Overeenkomstig artikel 4 van het BBV (Besluit Begroting en Verantwoording provincies en
gemeenten) volgen de jaarstukken de indeling van de begroting. Dit betekent dat de jaarstukken
dezelfde opzet en structuur hebben als de begroting. Er is hierbij voor gekozen om de relevante
teksten uit de begroting te herhalen en aansluitend de verantwoordingsteksten te plaatsen, zodat de
jaarstukken als zelfstandig document leesbaar zijn.

De programma’s kennen allemaal dezelfde indeling:

  • Missie/programmadoelstelling
  • Kaderstellende beleidsnota’s
  • Programmaonderdelen
  • Subfuncties
  • Beleidsdoelen
  • Financiën

De eerste vier onderdelen zijn identiek aan die van de begroting. Alleen als in het verslagjaar
binnen het werkterrein van een programma een beleidsnota is vastgesteld, dan zal deze aan het
onderdeel ‘kaderstellende beleidsnota’s’ zijn toegevoegd.
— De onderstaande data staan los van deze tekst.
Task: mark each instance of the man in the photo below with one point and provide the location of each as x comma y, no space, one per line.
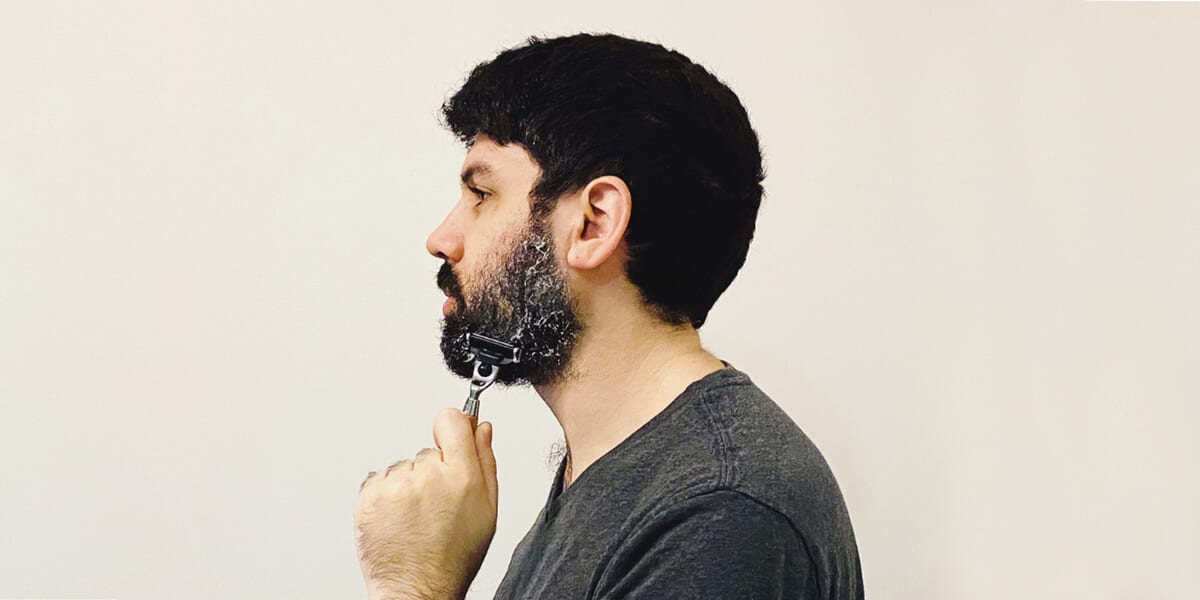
609,197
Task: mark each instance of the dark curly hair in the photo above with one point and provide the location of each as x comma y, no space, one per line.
587,106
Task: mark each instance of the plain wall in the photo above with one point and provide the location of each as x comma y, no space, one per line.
975,283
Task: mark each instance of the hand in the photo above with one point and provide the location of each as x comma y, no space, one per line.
423,527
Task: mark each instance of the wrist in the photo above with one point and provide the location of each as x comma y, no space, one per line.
409,591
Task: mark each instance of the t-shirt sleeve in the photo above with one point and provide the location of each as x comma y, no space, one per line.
718,545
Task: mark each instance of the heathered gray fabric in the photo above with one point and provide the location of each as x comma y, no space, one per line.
720,496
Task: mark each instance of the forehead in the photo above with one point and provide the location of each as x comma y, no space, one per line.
499,165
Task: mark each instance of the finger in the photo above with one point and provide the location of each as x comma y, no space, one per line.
487,459
453,433
400,463
364,484
426,454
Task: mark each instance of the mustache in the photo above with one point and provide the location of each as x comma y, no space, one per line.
449,282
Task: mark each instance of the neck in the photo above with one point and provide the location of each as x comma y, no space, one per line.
622,377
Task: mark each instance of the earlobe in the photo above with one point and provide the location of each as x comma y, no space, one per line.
605,207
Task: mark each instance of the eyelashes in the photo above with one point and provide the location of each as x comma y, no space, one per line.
479,195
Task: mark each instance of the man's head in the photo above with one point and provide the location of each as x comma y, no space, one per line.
639,165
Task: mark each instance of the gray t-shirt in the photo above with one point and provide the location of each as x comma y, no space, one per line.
719,496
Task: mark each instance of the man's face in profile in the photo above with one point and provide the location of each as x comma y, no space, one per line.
501,273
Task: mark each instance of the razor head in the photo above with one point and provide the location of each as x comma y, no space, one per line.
492,352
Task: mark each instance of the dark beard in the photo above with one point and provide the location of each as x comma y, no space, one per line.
527,304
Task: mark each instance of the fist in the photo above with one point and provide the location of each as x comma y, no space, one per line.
423,527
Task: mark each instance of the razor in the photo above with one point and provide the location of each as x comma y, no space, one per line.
490,355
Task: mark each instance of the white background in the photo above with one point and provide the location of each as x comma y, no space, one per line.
975,283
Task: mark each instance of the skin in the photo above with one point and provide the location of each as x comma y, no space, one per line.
424,527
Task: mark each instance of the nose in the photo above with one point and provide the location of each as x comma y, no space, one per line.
447,240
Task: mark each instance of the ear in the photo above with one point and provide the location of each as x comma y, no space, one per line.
600,223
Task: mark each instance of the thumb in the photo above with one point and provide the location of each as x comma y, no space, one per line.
453,433
487,459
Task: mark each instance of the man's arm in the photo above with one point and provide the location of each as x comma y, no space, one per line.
718,545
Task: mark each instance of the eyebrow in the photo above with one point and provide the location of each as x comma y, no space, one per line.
479,168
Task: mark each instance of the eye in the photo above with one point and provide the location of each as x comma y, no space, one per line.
479,193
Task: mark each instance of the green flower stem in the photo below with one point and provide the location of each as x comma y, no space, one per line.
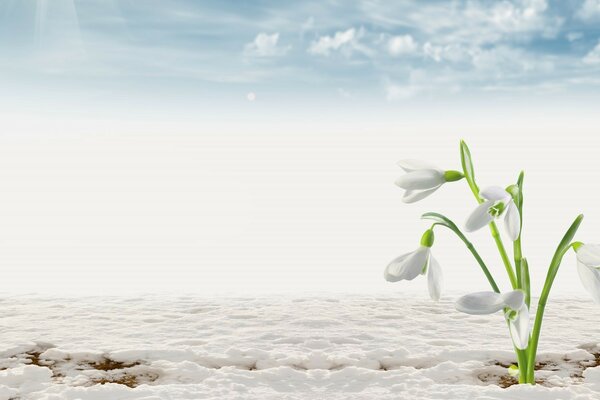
468,172
562,248
509,269
525,284
523,362
445,221
518,258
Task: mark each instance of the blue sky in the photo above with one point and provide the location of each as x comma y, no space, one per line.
181,55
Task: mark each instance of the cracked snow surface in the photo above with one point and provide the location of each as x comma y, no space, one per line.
277,347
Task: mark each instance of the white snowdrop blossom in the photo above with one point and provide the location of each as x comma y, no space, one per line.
422,179
517,313
497,203
588,267
410,265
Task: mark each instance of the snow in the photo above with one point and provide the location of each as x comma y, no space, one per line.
385,346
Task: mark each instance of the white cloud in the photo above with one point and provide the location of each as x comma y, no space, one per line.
403,44
452,52
593,57
573,36
265,45
346,42
590,9
395,92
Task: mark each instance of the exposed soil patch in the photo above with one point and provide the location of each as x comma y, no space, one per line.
576,368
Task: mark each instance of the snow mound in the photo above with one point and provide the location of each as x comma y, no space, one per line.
348,347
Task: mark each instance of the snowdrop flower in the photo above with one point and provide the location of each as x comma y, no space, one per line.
588,266
422,179
410,265
498,202
490,302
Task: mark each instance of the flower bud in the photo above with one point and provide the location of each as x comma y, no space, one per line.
427,238
452,176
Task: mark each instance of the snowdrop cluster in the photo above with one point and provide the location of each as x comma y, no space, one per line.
494,204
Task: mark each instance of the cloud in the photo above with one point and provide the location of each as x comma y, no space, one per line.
590,9
593,57
345,42
399,45
265,45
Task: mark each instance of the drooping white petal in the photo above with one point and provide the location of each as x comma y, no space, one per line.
589,254
494,193
410,165
519,328
480,217
434,279
514,299
414,264
411,196
421,179
512,221
480,303
590,278
392,272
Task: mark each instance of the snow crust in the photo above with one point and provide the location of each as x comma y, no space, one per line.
277,347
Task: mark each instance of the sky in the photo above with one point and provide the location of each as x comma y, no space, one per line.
250,146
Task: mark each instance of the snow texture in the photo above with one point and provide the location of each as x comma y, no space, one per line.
276,347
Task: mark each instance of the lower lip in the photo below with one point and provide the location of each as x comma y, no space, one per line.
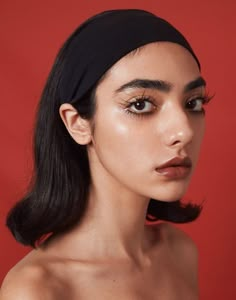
177,172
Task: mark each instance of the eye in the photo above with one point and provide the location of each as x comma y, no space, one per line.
141,106
196,105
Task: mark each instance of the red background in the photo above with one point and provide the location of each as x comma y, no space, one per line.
31,33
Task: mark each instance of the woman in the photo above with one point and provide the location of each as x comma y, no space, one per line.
120,122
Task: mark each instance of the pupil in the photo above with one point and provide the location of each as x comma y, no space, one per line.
192,104
140,105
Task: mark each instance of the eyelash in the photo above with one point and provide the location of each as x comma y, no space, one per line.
204,99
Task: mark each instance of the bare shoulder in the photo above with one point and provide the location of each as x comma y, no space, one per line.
179,241
29,280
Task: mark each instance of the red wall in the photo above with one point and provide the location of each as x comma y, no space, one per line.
30,35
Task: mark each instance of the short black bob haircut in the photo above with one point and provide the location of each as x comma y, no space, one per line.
57,196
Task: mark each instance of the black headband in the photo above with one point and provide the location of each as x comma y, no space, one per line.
105,38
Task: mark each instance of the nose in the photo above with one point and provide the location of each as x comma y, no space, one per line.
177,128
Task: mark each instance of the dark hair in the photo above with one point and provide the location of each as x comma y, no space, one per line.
58,192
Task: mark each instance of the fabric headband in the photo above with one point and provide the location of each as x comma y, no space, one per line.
104,39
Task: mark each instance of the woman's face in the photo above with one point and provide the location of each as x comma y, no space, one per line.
149,111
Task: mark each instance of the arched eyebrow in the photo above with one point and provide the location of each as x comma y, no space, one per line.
160,85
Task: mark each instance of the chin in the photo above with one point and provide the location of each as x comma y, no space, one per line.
169,195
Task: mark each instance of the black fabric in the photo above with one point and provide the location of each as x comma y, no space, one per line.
105,38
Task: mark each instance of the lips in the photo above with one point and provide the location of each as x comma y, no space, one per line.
175,168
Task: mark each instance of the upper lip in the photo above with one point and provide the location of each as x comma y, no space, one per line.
177,161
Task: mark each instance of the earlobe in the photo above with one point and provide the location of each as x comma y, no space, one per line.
78,127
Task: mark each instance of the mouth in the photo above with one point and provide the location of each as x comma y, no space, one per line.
176,168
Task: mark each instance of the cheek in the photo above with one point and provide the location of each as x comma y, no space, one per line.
122,141
199,131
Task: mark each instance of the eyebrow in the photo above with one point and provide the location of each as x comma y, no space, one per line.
160,85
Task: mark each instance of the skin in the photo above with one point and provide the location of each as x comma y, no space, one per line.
113,254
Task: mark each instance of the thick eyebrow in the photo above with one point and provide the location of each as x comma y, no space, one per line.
161,85
199,82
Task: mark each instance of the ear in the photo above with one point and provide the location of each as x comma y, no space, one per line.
78,128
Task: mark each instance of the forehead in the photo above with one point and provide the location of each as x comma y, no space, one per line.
156,61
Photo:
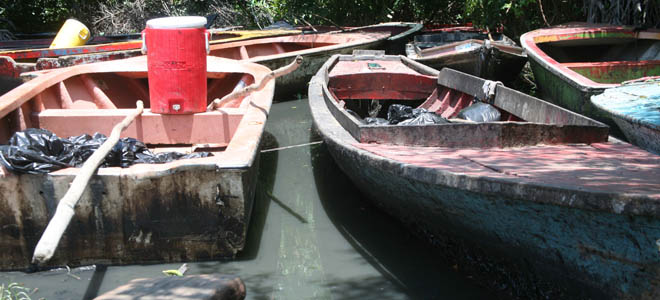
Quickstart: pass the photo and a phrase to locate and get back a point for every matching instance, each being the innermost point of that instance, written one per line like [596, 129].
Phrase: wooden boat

De beleidsdoelen vormen de kern van de programma’s. Het vetgedrukte beleidsdoel, evenals de
bijbehorende toelichting zijn identiek aan die in de begroting. In een enkel geval zal de toelichting
op het beleidsdoel zijn aangevuld als in de loop van het verslagjaar andere accenten zijn gelegd.
Vervolgens worden de prestaties uit de begroting 2015 herhaald in de linker kolom van een tabel,
terwijl in de rechterkolom de gerealiseerde resultaten worden vermeld. Daaronder wordt
verantwoording afgelegd over de indicatoren. Het verschil tussen begroot en gerealiseerd wordt
hierbij toegelicht.
Per beleidsdoel wordt daarna een toelichting gegeven op de financiële verschillen tussen de
realisatie en de gewijzigde begroting. Deze toelichting bestaat uit de verschillentabel zelf en een
tabel met een specificatie van de verschillen. Deze verschillen zijn vervolgens inhoudelijk
toegelicht.

Op de laatste bladzijden van het programma wordt een recapitulatie van de baten en lasten per
beleidsdoel gegeven, gespecificeerd naar begroting voor wijziging, begroting na wijziging en
realisatie. Tevens wordt een specificatie gegeven van de mutaties in de reserves en de
voorzieningen.

In de bijlagen bij de jaarstukken wordt in de diverse overzichten gerefereerd aan de indeling in
beleidsdoelen en de corresponderende subfuncties.

Door in de jaarstukken, zoals hiervoor is beschreven, consistent de gewijzigde opzet van de
begroting te volgen kan de raad invulling geven aan zijn controlerende rol.